I have always had a problem with this xkcd because most sites would disable your password after a number of bad guesses (making it not really matter that much), and additionally I don't see where 2^44 comes from. Taking the average word length selected and then computing the entropy using the average word length 4 times? Why not use the number of potential dictionary words and raise that to the 4th?
So we get a better power of 2 and a more accurate estimate. Granted one could filter the word list down to words that people actually know (which exceptional people normally know about 75,000 but most people know only 50,000[1]).
echo "l(75000^4)/l(2)"|bc -l
64.77841190063187168389
echo "l(50000^4)/l(2)"|bc -l
62.43856189774724695805
So I guess it's still better but it seems like a pretty big oversimplification to assume a length of word (especially a uniform one) and it shouldn't be that much harder to calculate the actual value. Maybe I did something wrong, I don't know.

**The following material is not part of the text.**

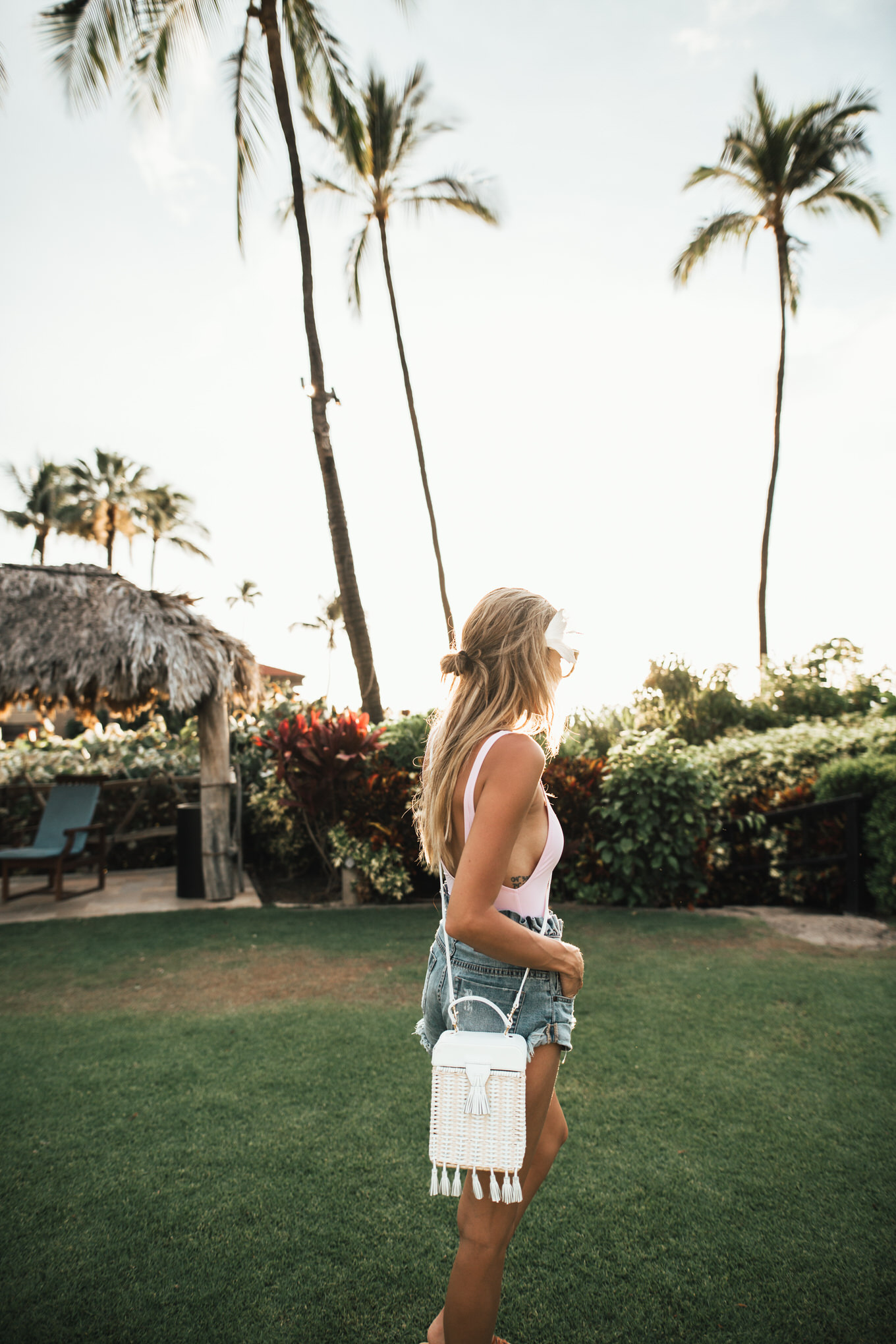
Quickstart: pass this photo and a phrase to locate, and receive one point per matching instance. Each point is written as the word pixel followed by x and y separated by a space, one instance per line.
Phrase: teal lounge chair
pixel 61 843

True, account should be disabled after x number of bad guesses. But securing against a "brute force" attack for me is more a case of cracking hashes from a db dump. It's easy to churn though vast numbers of hashes in no time at all these days. Here things like hashing algorithm speed, number of iterations, unique salting and original password length all have a part to play.
Online bruteforcing is not feasible except for extremely weak passwords or sites with security vulnerabilities. What is feasible is bruteforcing stolen password hashes (think Adobe leak) or say a hard drive encrypted with a memorable password, and this is where secure passphrases come into play.
So I guess it's still better but it seems like a pretty big oversimplification to assume a length of word (especially a uniform one) and it shouldn't be that much harder to calculate the actual value. Maybe I did something wrong, I don't know.
[1] http://news.bbc.co.uk/2/hi/uk_news/magazine/8013859.stm